Gauze or IVDs are not safe because they can break into fragments during manipulations [3]. Therefore, it is especially important to flush the socket extensively with saline and to check for foreign materials. When the patient reports subjective symptoms such as foreign body sensation, the operative site should be controlled. If retained gauze is detected in the socket, the patient should be informed and asked for permission for a second surgical procedure.

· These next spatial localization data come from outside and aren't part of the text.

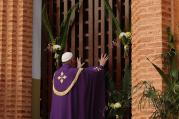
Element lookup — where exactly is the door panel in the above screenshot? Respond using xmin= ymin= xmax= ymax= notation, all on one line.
xmin=41 ymin=0 xmax=131 ymax=118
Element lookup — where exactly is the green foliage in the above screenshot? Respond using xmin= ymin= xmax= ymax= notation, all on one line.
xmin=103 ymin=0 xmax=132 ymax=118
xmin=103 ymin=0 xmax=121 ymax=35
xmin=58 ymin=3 xmax=80 ymax=49
xmin=42 ymin=6 xmax=54 ymax=43
xmin=105 ymin=65 xmax=131 ymax=119
xmin=103 ymin=0 xmax=131 ymax=56
xmin=134 ymin=28 xmax=179 ymax=119
xmin=42 ymin=2 xmax=82 ymax=65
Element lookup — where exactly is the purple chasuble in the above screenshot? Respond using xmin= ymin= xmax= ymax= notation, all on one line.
xmin=50 ymin=64 xmax=105 ymax=119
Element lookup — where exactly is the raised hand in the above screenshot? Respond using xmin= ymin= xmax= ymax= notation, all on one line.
xmin=99 ymin=53 xmax=109 ymax=66
xmin=77 ymin=57 xmax=85 ymax=68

Of course, a post-operative infection should be covered by the pre-operative informed consent of the patient. Otherwise, the patient can bring a civil lawsuit against the surgeon for surgical complications. Critical points are negligent bodily harm and surgery-related co-morbidities, such as psychological pain from prolonged treatment and infectious complications [7].

Conclusion

Retained gauze must be considered if patients complain of pain and foreign body sensation after tooth removal. This case emphasizes the importance of the follow-up appointment with removal of sutures and gauze. The use of gauze with radio-opaque markers and extensive irrigation of the socket with saline to remove gauze fragments can avoid this mishap. Despite proper management, human errors cannot be completely eliminated.

Consent

Written informed consent was obtained from the patient for publication of this case report and any accompanying images. A copy of the written consent is available for review by the Editor-in-Chief of this journal.